Clinical efficacy of anti-Mullerian hormone inspection in supporting diagnosis for climacteric disorders

作     者:Takao Namiki Haruka Kakikura Yukari Matsumoto Ueno Koichi Hiromi Sato Atsushi Chino Akito Hisanaga Akiyo Kaneko Toshiaki Kita Maki Kihara Makio Shozu Katsutoshi Terasawa 

作者机构:Department of Japanese-Oriental (Kampo) Medicine Graduate School of Medicine Chiba University Department of Geriatric Pharmacology and Therapeutics Graduate School of Pharmaceutical Sciences 

出 版 物:《Open Journal of Internal Medicine》 (内科学期刊(英文))

年 卷 期:2011年第1卷第3期

页      面:93-98页

学科分类:1002[医学-临床医学] 100214[医学-肿瘤学] 10[医学] 

主  题:Climacteric Syndrome Anti-Mullerian Hormone (AMH) Kupperman Index(KI) Follicle Stimulating Hormone (FSH) 17β-Estradiol (E2) 

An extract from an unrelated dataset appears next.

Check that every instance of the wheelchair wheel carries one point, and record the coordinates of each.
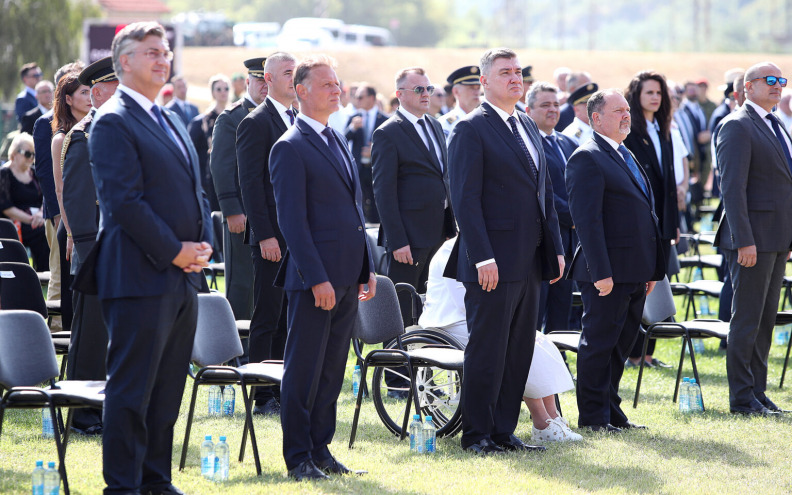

摘      要:The diagnosis of climacteric disorders in gynecology is performed on the basis of symptoms rather than hormonal levels. Generally, the follicle-stimulating hormone (FSH) level increases when the 17β-estradiol (E2) level decreases in menopause. However, the problem of these hormones should be determined by strict timing of sampling, and there are individual specificities of decreases of hormone levels. We considered that anti-Mullerian hormone (AMH) can be measured at any time of the menstrual cycle and that it shows ovary functional decline earlier than FSH/E2, and we examined whether AMH would possibly become a good index for climacteric disorders. The subjects were 163 healthy females and 21 patients with climacteric disorders between 20 and 59 years old. We examined AMH, FSH and E2 at the same time. It is understood that in healthy females, AMH decreases with age and a decline in ovary function occurs at a relatively early age. Patients visiting clinics for climacteric disorders often have normal-range serum FSH/E2 levels, and it is clear that these values could not serve as indices of menopause at these inspections. Upon measurement of AMH in patients with climacteric disorders, most showed less than normal range ( 14 pmol/L), suggesting a decline in ovarian function. In addition, AMH was low in females with climacteric disorders compared with those without them. In conclusion, AMH was suggested as an objective index for climacteric disorders and possibly as a new diagnostic marker.